ZENDA AFRICA PRIVACY POLICY

Effective Date: January 2026

1. DATA CONTROLLER & SCOPE

This Privacy Policy describes how Zenda Africa Technology Ltd (“Zenda,” “we,” “us,” or “our”) collects, uses, and protects your personal data. This policy applies to all users of the Zenda app, website, and payment services. We act as a Data Controller under the Nigeria Data Protection Act (NDPA) and other applicable regional laws.

2. DATA WE COLLECT

To provide financial services, we collect several categories of information:

• Identity Data: Full name, date of birth, gender, and nationality.

• Government Identifiers: Bank Verification Number (BVN), National Identification Number (NIN), and copies of government-issued IDs (Passport, Driver’s License). Note: We do not store your BVN password or PIN; we use these only for identity validation via secure regulatory gateways.

• Contact Data: Email address, phone number, and residential address.

• Financial Data: Virtual account numbers, wallet balances, and linked debit card details (processed via PCI-DSS compliant partners).

• Transaction Data: Details of transfers (sender/receiver info), bill payments, USD virtual card usage, and P2P history.

• Technical Data: IP address, device type, unique device ID, and geo-location (required for fraud prevention).

3. HOW WE USE YOUR DATA

We process your data based on Contractual Necessity, Legal Obligation, and Legitimate Interest:

• KYC & Onboarding: To verify your identity and comply with Anti-Money Laundering (AML) laws.
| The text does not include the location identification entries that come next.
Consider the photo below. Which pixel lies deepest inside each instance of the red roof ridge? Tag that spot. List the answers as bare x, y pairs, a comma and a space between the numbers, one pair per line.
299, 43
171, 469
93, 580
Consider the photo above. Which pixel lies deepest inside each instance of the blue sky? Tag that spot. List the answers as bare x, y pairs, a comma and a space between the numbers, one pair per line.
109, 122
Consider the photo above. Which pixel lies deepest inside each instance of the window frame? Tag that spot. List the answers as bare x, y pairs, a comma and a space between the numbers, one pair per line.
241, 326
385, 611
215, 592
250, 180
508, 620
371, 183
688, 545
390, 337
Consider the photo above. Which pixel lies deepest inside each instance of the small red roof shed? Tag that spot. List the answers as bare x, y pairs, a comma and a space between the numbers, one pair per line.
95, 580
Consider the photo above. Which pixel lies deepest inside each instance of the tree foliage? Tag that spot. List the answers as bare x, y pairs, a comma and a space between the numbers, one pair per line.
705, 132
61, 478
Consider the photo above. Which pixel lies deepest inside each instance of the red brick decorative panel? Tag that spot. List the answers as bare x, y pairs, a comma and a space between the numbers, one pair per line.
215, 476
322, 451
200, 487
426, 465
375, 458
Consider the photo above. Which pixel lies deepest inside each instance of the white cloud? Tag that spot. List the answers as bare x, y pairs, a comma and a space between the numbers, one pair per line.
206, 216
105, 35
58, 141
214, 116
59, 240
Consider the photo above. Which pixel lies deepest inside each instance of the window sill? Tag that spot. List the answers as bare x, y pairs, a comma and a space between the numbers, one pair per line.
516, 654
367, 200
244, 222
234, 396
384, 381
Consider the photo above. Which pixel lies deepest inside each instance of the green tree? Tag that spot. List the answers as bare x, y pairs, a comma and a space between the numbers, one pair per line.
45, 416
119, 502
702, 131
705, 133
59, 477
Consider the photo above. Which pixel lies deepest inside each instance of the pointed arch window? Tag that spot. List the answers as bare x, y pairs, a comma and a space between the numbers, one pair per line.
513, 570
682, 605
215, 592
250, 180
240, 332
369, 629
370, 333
• Service Delivery: To process your transfers, generate USD virtual cards, and fund your wallet.

• Fraud Prevention: To monitor for suspicious activity and secure your funds.

• Communication: To send transaction alerts, security updates, and customer support responses.

• Legal Compliance: To share necessary reports with regulatory bodies like the Central Bank or Financial Intelligence Units.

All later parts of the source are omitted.